Over the past five years, from Charlottesville to Pittsburgh to El Paso, attacks by people who reject our multiracial democracy have shaken our country to its core and sparked conversation about how best to address far-right violence. The Trump administration, which stoked the flames of white supremacy, ended with the ransacking of the U.S. Capitol as Congress was certifying Joe Biden’s Electoral College victory. The Biden administration has now identified far-right violence as a rising threat and has sought to focus more resources and attention on addressing it. But the administration is adapting strategies developed as part of the war on terror that are ineffective and likely to harm the very communities of color that are so often the target of far-right violence.

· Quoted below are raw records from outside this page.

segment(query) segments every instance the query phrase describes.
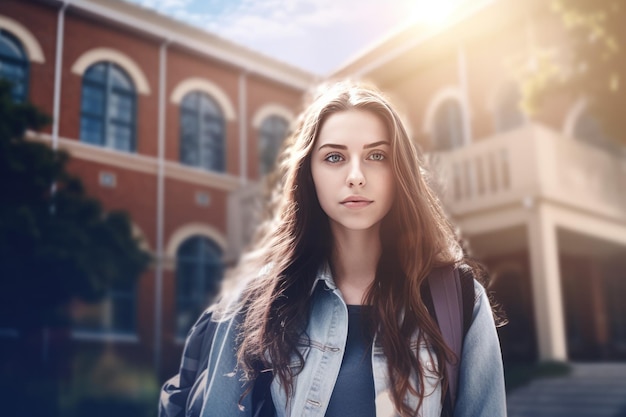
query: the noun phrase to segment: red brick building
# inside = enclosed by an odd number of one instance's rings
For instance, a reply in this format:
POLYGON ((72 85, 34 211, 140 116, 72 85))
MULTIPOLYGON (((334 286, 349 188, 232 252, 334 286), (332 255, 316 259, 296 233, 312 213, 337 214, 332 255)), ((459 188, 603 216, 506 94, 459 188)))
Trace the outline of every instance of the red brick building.
POLYGON ((155 256, 136 289, 74 306, 74 344, 173 373, 245 242, 238 192, 271 165, 313 77, 110 0, 0 2, 0 77, 54 118, 39 137, 155 256), (106 343, 104 343, 106 342, 106 343))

This report proceeds in five parts. It first outlines how CP3’s activities build on CVE’s flawed premises that people take a definable path to violence, that there are identifiable risk factors that make them more disposed to going down this path, and that there are pre-attack indicators that can accurately identify them before they act. In part II, the report explains that expanding the scope of the CVE violence prevention approach does not address these critiques of CVE. DHS’s own sources make clear that there are important differences between terrorism and targeted violence, which itself sweeps in a diverse range of conduct. In part III, the report analyzes the empirical research underlying the risk factors and indicators the department promotes for identifying potentially violent actors. It shows that the research does not support the use of these markers in prevention programs. Part IV identifies the harms of CP3’s programs, which will be felt disparately by historically marginalized communities. It demonstrates that CP3’s blending of public safety and social service provisions undermines both goals; further, it shows that CP3 activities are likely to chill constitutionally protected expression and stigmatize those flagged as threats. The report recommends in part V that the social problems CP3 often identifies as threats to national security — poor economic opportunity or the need for mental health treatment, for example — be divorced from a security framework and untethered from law enforcement. Instead, efforts to relieve these problems should be managed by institutions with the relevant expertise and outlook, with allocation of resources to address them based on community needs rather than a perceived risk of terrorism.